Сергей Бушуев - Водитель трамвая
Шоу «дежурство» разворачивалось следующим образом. Человек прибывал в депо к четырём часам утра. Далее сидел «на нервах» часика три-четыре (если не везло) после чего выяснялось, что кто-нибудь из водителей не пришёл или заболел или ещё по каким-то причинам и… раздавался мерзейший голос диспетчера:
— Водитель 3108 примите путёвку.
Или «примите выход». Словом, отсидев в депо часа три-четыре, человек уезжал ещё на весь день, на какой-нибудь маршрут. И рабочий день составлял часов двенадцать или тринадцать. Весело? С учётом того что на следующий день снова на работу к четырём или пяти утра. А дальше — ещё веселее.
На данное шоу попадали одни и те же водители. Угадали кто?
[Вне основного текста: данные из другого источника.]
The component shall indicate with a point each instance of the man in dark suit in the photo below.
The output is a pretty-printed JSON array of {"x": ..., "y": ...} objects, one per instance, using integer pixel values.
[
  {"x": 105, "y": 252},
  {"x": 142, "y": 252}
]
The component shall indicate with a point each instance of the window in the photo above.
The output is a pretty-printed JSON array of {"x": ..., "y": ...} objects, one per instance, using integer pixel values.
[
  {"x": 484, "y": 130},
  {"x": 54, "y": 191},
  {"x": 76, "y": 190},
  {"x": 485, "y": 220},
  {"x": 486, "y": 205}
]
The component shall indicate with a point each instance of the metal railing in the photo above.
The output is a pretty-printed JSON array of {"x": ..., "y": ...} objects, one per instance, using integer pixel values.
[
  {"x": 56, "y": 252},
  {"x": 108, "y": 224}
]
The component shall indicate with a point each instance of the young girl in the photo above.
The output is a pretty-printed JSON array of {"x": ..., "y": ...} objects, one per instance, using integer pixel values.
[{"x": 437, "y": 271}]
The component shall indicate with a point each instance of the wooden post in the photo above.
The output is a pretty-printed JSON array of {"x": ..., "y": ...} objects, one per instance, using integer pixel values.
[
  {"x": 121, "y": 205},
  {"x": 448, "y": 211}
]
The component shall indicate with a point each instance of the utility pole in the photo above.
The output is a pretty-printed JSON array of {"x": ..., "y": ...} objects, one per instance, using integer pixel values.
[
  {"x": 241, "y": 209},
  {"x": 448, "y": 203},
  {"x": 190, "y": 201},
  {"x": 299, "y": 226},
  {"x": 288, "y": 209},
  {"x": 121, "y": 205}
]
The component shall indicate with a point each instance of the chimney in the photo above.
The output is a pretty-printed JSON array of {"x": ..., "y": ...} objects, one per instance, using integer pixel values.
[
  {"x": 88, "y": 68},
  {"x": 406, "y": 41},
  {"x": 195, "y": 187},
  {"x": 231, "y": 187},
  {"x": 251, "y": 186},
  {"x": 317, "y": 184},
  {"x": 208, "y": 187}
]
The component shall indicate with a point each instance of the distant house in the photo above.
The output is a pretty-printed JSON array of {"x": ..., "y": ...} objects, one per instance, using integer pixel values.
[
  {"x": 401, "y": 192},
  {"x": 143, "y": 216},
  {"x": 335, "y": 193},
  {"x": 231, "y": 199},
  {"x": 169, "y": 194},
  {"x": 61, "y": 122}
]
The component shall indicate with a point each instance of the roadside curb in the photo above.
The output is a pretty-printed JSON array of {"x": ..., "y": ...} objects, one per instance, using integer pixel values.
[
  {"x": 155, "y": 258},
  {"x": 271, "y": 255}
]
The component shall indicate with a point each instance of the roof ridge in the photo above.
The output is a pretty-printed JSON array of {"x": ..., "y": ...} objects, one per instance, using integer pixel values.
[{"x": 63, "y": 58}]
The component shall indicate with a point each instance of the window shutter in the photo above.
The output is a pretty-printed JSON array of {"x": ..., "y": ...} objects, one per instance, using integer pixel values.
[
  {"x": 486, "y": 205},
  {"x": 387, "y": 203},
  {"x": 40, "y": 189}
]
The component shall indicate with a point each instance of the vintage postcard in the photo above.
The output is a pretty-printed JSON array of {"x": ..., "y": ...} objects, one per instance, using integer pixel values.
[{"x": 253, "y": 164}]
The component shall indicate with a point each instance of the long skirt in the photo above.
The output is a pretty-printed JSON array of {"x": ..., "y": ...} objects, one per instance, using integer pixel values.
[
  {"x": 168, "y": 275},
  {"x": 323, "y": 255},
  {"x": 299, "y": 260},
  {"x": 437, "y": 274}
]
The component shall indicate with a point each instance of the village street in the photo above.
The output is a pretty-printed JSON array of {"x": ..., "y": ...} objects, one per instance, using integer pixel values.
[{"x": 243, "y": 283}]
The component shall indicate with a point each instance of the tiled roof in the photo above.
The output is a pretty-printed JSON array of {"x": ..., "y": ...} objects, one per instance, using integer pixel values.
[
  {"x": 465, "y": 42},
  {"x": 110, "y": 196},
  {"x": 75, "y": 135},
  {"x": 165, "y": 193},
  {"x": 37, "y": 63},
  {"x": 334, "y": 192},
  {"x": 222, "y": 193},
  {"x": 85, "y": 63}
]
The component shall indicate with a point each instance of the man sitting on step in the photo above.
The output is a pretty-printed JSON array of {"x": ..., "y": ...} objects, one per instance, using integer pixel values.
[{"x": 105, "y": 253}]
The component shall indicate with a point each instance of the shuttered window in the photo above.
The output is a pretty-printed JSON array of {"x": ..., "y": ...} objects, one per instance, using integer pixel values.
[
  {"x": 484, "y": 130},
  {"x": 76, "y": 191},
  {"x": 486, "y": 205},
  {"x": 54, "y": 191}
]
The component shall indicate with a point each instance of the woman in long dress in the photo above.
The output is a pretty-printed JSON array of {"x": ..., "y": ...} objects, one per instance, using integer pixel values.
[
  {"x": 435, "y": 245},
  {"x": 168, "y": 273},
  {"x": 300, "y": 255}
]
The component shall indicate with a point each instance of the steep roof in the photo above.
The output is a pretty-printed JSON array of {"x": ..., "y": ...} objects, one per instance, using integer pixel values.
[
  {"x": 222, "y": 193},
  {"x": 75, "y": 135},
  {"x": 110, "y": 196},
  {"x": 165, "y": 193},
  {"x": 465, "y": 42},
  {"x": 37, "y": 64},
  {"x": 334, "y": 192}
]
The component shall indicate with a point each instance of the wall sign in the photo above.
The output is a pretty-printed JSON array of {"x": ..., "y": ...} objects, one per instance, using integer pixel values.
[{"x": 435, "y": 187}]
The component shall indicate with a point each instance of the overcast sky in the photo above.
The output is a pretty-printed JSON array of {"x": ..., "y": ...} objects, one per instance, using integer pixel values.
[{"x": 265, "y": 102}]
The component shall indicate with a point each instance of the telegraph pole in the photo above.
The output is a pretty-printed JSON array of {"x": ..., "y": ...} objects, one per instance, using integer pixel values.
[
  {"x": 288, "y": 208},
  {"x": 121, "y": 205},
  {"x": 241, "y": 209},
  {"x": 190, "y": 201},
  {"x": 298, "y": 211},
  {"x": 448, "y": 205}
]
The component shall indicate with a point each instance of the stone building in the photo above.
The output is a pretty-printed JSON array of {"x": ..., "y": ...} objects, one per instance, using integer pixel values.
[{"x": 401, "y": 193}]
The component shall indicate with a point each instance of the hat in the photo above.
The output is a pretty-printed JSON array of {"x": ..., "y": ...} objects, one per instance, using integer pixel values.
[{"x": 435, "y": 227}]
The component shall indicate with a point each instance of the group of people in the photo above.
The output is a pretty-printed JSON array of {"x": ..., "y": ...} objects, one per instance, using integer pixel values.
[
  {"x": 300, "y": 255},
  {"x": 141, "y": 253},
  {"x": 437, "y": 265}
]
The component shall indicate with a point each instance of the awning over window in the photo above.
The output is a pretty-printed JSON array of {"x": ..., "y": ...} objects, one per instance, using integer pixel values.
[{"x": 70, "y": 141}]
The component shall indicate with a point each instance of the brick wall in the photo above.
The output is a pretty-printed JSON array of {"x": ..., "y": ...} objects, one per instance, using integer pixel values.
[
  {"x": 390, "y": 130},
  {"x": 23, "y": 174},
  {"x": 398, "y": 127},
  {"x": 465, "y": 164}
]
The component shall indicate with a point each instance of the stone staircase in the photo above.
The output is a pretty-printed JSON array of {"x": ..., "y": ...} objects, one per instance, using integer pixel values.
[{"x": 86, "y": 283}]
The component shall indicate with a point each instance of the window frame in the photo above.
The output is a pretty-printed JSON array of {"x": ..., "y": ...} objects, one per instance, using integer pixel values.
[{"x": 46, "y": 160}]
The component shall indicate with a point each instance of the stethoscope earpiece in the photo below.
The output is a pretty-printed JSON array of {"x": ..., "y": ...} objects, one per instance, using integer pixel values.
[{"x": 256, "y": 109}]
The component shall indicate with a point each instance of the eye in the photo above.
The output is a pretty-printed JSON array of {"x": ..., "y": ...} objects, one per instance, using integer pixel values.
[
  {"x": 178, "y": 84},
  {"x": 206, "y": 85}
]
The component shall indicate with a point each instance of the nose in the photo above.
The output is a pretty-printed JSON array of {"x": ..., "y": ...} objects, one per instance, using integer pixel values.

Разумеется, я оказался в первых рядах «счастливчиков». Более того: ставили дежурить меня исключительно в утреннюю смену. Знаете почему? Потому что если человек заболевает или просыпает с утра — это всегда не предсказуемо. И всегда приходится ждать. Если же дежурить ставят вечером, то опять-таки практически всегда ждать не надо. Диспетчер просто звонит вам домой и говорит, куда и к какому времени приезжать на работу. И никаких проблем.
Меня же гоняли по полной программе: два раза дежурный в месяц в утреннюю смену и плюс один раз в резерв опять-таки в утро. Гоняли, правда, недолго.
Вдоволь насладившись «дежурными» выездами я начал бунтовать. Да как! Сначала я переругался (с криками и обвинениями) со всеми диспетчерами депо.
— Какого хрена, — помнится, заходился я в крике, — вы посылаете на линию меня, когда я отсидел уже четыре часа?
— Ваш рабочий день восемь часов… — несколько напугано верещала какая-нибудь старая калоша с маленькой зарплатой.
— Я сижу с четырёх утра! — разгорался я ещё громче. — Вон у вас торчат с шести утра ещё двое дежурных! Их и посылайте! Я раньше приехал!
— Им тоже найдётся работа, — уверяла меня калоша.
Переводя на понятный язык, это означало следующее: весь утренний выпуск вагонов уже состоялся, и, следовательно, через полчасика (с вероятностью 99 %) эти «дежурные» которым якобы найдётся работа, отправятся по домам. Вот это меня и бесило больше всего. Несправедливость.
Эти «дежурные с шести часов утра», какие-нибудь мерзкие тётки лет пятидесяти сидели у тех же диспетчеров, и пили чай. Мусолили между собой слухи и сплетни. Вась-вась. Формально они являлись тоже дежурными. Начальство придраться к ним не могло (да им бы это и в голову не пришло). На деле — это был дополнительный выходной. Они никуда не ездили. Никогда. Дыры затыкали нами — вы уже в курсе о ком я.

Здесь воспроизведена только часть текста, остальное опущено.